Albany’s New Wage Theft Bill Could Halt the Hidden Crime Wave

Nearly a billion dollars were stolen in New York City last year,
and the thieves aren’t even worried about getting caught. If this were an
epidemic of street crime, the city and state would have acted long ago.


Instead, the crooks in question are corrupt bosses
who steal their employees’ earnings by paying less than minimum wage, making
them work off the clock, pilfering tips, misclassifying employees as
independent contractors, and a host of other schemes. As a result, the theft is
harder to detect. But Albany
is finally on the case. The Wage Theft Prevention Act,** introduced this week by Senator Diane Savino and Assemblyman
Carl Heastie, stiffens penalties for cheating employees out of wages,
encourages workers to come forward, and provides new avenues for investigating
and prosecuting wage theft cases – and ensuring violators will pay up. The bill
builds on the best practices of states like Ohio
and New Mexico
to not only punish wage-stealing employers but create a powerful deterrent to
cheating employees – and the public – in the first place.

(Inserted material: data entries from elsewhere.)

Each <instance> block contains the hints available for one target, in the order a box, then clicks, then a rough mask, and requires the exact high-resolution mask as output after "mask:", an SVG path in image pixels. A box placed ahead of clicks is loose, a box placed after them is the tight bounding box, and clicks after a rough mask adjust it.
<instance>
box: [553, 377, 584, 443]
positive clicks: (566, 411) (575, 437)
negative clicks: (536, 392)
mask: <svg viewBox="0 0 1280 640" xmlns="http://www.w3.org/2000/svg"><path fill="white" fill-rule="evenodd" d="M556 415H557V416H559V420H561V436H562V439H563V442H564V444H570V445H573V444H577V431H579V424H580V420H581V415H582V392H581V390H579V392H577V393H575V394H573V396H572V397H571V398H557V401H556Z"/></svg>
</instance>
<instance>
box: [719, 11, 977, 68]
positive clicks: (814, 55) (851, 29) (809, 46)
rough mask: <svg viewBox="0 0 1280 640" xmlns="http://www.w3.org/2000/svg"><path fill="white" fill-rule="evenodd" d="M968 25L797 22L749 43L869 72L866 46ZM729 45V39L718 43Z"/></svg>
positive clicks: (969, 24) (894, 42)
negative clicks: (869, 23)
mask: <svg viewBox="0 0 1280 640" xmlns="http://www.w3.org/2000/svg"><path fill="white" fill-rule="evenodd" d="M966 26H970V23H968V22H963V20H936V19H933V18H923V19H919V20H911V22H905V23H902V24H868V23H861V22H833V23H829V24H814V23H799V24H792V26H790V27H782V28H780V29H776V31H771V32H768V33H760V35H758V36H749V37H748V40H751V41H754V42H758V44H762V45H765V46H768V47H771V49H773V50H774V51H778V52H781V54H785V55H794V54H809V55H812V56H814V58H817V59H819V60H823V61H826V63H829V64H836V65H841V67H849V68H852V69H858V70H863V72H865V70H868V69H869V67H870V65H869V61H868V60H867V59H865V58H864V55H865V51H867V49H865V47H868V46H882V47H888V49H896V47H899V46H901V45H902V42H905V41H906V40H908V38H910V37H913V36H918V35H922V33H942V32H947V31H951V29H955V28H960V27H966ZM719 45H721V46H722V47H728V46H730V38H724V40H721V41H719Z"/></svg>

The bill is particularly urgent in a time of budget
deficits and recession. New York loses hundreds of millions of dollars in
revenue when, in the process of stealing wages from their workers, employers
also underpay payroll taxes, unemployment insurance, and workers’ compensation.
Cornell University researchers estimate that
between 2002 and 2005 the state lost more than $175 million just from
unemployment insurance taxes on employees whose bosses wrongly classified them
as independent contractors.


As I recounted in January, New York’s hidden crime wave was quantified
for the first time this year with shocking research from the National
Employment Law Project. They found that more than 300,000 low-wage employees in
New York City
alone are victims of wage theft every week, with annual losses totaling nearly
a billion dollars. Workers that average only $20,644 a year see more than 15%
of their pay stolen by the boss. But as alarming as these findings are, they
don’t capture the full scope of New
York State’s
problem.


The epidemic of wage theft doesn’t stop at the city
borders, or end with low-wage employees. A 2007 study from Cornell University
found that more than 700,000 workers statewide were treated as independent
contractors by their employers even though they effectively acted as employees.
Many are middle-class employees who are not even aware of the pay and benefits
being illegally denied to them. For example, the New York State Department of
Labor reported on a mortgage service company that was wrongfully classifying
all of its loan processors as independent contractors. In another case, a movie
production company tried to pass off its part-time film editors and production
assistants as contractors. From truck drivers to construction workers,
misclassified employees throughout the state are denied overtime pay,
unemployment coverage, and access to workers’ compensation if they get injured
on the job. New York
is already taking important steps to combat employee misclassification, but the
Wage Theft Prevention Act would help the state go further, stiffening penalties
and making it easier to pursue claims.


Whether the victims are retail workers cheated out
of the minimum wage or high tech engineers robbed of their overtime despite
70-hour work weeks, New Yorkers deserve to get the pay they work hard for every
day. The Wage Theft Prevention Act will help ensure they receive it. Albany must stop looking
the other way on wage theft and pass this bill immediate.


**Make the Road New York drafted this
legislation and is leading the coalition of groups pushing for its passage.